"La sai una cosa, tu sei cattivo, molto cattivo.
Sono salito sul letto e da lì sul davanzale.
"Che fai?
Ho guardato di sotto. "Vado da Filippo". Papà aveva parcheggiato il Lupetto sotto la nostra finestra, per fortuna.
"Chi è Filippo?
"E' un amico mio.
Era alto e il telone era marcio. Papà diceva sempre che ne doveva comprare uno nuovo. Se ci fossi caduto sopra di piedi si sarebbe strappato e mi sarei schiantato sul pianale del camion.
"Se lo fai lo dico a mamma.
L'ho guardata. "Stai tranquilla. C'è il camion.
Tu dormi. Se viene mamma... "Che doveva dirle?" Dille... Dille quello che ti pare.
"Ma si arrabbia.
"Non importa". Mi sono fatto il segno della croce, ho trattenuto il respiro, ho fatto un passo e mi sono lasciato cadere a braccia aperte.
Sono finito di schiena al centro del telone senza farmi neanche un graffio.
Reggeva.
Maria si è affacciata alla finestra. "Torna presto, ti prego.
"Torno subito. Non ti preoccupare". Sono salito sulla cabina di guida e da lì sono sceso a terra.
La strada era tetra, come quella notte senza stelle. Le case erano scure e silenziose. Le uniche finestre illuminate erano quelle di casa mia. Il lampione vicino alla fontana era circondato da una palla di moscerini.

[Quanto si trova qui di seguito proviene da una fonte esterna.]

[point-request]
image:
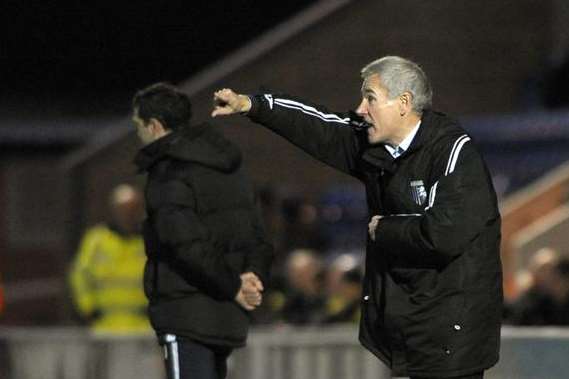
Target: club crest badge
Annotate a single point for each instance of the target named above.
(418, 192)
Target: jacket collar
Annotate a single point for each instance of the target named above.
(379, 157)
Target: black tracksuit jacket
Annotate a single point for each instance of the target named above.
(202, 231)
(433, 285)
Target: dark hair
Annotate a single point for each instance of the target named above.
(165, 103)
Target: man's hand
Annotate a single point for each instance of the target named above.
(227, 102)
(372, 226)
(249, 295)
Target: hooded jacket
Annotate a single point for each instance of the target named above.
(202, 231)
(432, 297)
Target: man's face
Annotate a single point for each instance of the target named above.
(382, 113)
(143, 130)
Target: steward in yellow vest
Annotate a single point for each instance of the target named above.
(106, 275)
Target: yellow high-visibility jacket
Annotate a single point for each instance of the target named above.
(106, 281)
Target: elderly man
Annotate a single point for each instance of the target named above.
(432, 292)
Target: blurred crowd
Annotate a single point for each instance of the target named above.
(544, 298)
(316, 277)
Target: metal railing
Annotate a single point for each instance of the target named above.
(275, 353)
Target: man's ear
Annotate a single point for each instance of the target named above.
(405, 104)
(155, 125)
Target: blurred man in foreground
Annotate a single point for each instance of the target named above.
(432, 292)
(106, 276)
(208, 256)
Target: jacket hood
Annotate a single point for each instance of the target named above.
(200, 144)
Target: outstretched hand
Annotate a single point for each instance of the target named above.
(227, 102)
(250, 294)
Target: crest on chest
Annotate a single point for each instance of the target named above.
(418, 192)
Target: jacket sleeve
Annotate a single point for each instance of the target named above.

Il cielo si era coperto di nuovo e Acqua Traverse era avvolta da una coltre nera e spessa di tenebre. Ci dovevo entrare dentro per arrivare alla fattoria di Melichetti.
Dovevo farmi coraggio.
Tiger Jack. Pensa a Tiger Jack.
L'indiano mi avrebbe aiutato. Prima di fare una mossa, dovevo pensare a cosa avrebbe fatto l'indiano al posto mio. Questo era il segreto.
Sono corso dietro casa a prendere la bicicletta.

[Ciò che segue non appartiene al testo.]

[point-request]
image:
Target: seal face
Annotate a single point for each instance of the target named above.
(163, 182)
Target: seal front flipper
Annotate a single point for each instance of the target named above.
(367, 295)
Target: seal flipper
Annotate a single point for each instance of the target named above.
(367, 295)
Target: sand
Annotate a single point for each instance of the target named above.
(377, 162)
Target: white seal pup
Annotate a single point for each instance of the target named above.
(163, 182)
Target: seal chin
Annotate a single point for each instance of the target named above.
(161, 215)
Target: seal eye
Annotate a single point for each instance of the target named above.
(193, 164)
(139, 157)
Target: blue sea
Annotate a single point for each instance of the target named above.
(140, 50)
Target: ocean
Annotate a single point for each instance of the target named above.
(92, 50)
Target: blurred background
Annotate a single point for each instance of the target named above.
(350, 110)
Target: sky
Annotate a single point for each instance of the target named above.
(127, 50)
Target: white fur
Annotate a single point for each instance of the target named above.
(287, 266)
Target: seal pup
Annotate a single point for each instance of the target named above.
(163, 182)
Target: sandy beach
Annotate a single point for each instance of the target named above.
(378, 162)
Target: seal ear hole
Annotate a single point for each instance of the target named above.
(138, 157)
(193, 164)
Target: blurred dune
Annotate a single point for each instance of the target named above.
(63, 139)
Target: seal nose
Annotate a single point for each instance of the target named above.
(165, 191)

Il cuore già mi martellava il petto.
Red Dragon era poggiata tutta spavalda e colorata sulla Scassona.
Stavo per prenderla, ma mi sono detto, che sono impazzito? Con questo trabiccolo cretino dove vado?
Volavo sulla vecchia Scassona.
Mi incitavo. "Vai, Tiger, vai.
Ero immerso nell'inchiostro. La strada la vedevo appena e quando non la vedevo, me la immaginavo. Ogni tanto il bagliore fiacco della luna riusciva a diffondersi nella trapunta di nuvole che copriva il cielo e allora scorgevo per qualche istante i campi e le sagome nere delle colline ai lati della carreggiata.

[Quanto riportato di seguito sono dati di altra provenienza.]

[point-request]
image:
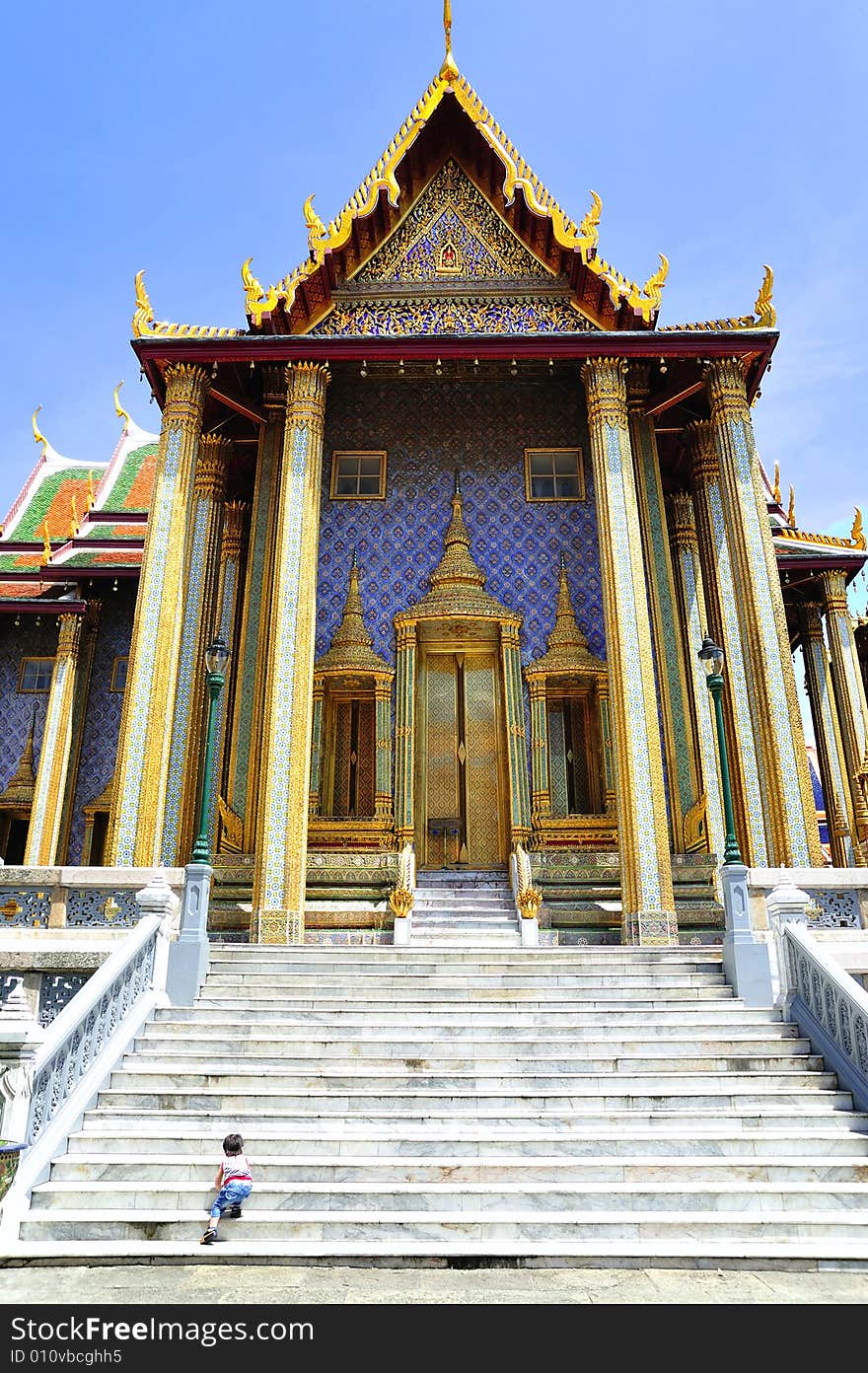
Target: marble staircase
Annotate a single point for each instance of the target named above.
(465, 909)
(451, 1106)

Stringevo i denti e contavo le pedalate.
Uno, due, tre, respiro...
Uno, due, tre, respiro...
Le gomme frusciavano sul pietrisco. Il vento mi si appiccicava in faccia co-me un panno caldo.
Il richiamo stridulo di una civetta, l'abbaio di un cane lontano. C'era silenzio. Ma sentivo lo stesso i loro bisbigli nelle tenebre.
Me li immaginavo ai bordi della strada, degli esseri piccoli, con le orecchie da volpe e gli occhi rossi, che mi osservavano e discutevano tra loro.
Guarda! Guarda, un ragazzino!
Che ci fa di notte da queste parti?
Pigliamolo!
Sì, sì, si, è buono... Pigliamolo!
E dietro c'erano i signori delle colline, i giganti di terra e spighe che mi seguivano, aspettando solo che finivo fuori strada per venirmi sopra e seppel-lirmi. Li sentivo respirare. Facevano lo stesso suono del vento nel grano.
Il segreto era rimanere al centro della strada, ma dovevo essere pronto a tutto.